Randomness has been used as a creative tool for a long time. (Leonardo Da Vinci recommended that painters generate ideas by splashing paint on a piece of paper and seeing what images were suggested by the random shapes.) It’s a way of forcing the brain to be ingenious: we’re all very good at seeing connections between unrelated objects, or patterns where there really are none. Intentional randomness is the easiest way to put this ability to useful work.
At the earliest stages of a project, randomness can be used to generate ideas for an entire story. The plots for the three novelettes I’ve sold to Analog, for example, all came about in the same way: I leafed through a pile of science magazines (usually Discover, but sometimes Scientific American), chose two or three articles essentially at random, and tried to figure out what the subjects might have in common. “The Last Resort,” for example, arose from the juxtaposition of two unrelated articles, one about the snakes of Narcisse, the other about the tragedy of Lake Nyos. “Kawataro,” which is scheduled to come out next year, originated in a similar way.
For a novel, which can take up a year or more of your time, the underlying idea will probably not be the result of such a mechanical process (although I’ve done this, too). Once you have a plot, though, you can use intentional randomness to enrich your outline. For a while, I would cast a hexagram of the I Ching for every scene I wrote, looking at the result and trying to figure out how it applied to the current chapter. (At least two editions of the I Ching have been published specifically for writers, although the Wilhelm translation is probably still the best.) I haven’t done this in a while, mostly because I found the I Ching to be a little too vague, but it’s certainly worth a try.
More recently, I’ve taken to doing something similar with A Choice of Shakespeare’s Verse by Ted Hughes, which is admirably suited for this approach.
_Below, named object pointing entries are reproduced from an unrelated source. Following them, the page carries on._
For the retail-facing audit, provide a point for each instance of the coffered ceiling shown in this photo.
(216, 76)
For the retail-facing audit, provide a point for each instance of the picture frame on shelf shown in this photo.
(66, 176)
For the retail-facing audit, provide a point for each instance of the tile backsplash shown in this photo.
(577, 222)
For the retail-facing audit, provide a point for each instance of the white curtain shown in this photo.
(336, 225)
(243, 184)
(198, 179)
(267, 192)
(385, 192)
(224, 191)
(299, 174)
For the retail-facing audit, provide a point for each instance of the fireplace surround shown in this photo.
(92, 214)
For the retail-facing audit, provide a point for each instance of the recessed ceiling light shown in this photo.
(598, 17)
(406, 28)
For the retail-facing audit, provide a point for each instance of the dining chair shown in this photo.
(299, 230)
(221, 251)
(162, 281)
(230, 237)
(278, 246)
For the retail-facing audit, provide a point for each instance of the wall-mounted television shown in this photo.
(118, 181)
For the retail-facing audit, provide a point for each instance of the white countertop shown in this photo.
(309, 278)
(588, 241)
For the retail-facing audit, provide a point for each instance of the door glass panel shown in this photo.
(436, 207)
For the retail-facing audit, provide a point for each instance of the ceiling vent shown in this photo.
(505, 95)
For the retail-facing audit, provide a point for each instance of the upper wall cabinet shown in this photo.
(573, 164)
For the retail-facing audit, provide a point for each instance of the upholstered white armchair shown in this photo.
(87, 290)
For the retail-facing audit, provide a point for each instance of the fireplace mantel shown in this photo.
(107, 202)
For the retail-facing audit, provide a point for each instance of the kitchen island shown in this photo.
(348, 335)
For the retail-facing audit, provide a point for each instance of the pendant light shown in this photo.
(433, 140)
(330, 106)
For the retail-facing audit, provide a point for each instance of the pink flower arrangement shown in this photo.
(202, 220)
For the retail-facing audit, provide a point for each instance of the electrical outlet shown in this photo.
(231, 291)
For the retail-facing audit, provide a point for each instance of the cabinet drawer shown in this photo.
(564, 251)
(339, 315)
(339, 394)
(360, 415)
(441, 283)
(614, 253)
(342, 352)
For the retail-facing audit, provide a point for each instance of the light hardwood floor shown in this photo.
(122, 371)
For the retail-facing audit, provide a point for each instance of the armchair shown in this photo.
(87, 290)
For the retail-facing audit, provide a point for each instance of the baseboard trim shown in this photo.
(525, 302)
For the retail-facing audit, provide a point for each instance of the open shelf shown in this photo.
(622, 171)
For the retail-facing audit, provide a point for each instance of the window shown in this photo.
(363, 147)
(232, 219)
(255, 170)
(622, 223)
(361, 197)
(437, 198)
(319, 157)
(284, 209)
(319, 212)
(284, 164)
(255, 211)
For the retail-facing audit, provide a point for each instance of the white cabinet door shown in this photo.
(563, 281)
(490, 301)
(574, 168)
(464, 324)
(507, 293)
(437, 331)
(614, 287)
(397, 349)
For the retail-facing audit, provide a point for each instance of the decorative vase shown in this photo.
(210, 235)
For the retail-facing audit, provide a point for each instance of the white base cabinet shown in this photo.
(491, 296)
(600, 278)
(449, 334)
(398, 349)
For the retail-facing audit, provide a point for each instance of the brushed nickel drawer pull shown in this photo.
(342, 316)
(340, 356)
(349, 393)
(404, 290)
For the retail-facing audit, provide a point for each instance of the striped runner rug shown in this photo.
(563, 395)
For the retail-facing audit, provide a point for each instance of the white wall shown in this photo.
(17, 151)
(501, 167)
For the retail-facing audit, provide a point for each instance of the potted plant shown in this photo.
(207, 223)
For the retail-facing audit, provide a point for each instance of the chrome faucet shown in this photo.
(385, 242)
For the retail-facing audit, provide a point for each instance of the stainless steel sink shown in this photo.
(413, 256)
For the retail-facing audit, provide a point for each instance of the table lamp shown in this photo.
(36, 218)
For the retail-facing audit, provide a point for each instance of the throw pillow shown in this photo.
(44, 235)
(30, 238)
It’s an anthology of 218 numbered quotations from Shakespeare, selected by Hughes, presented without context or comment. When I’m brainstorming a chapter, I’ll choose a quotation at random—ideally with a random number generator—and then try to see how the passage might apply to the scene at hand. And I’ll almost always come up with an unusual angle or insight into the story that I wouldn’t have stumbled across any other way.
This technique (which sometimes verges on bibliomancy) is especially useful when combined with a mind map. I’ll write a single guiding word on the page, generate a Shakespeare quotation, and write it down beneath the central word. I’ll then noodle for a while with that particular passage before moving on to less structured brainstorming.
If this sounds a little mechanical, well, it is. And I don’t claim that it works for everyone. But over the past few years, it has become an essential part of my writing process.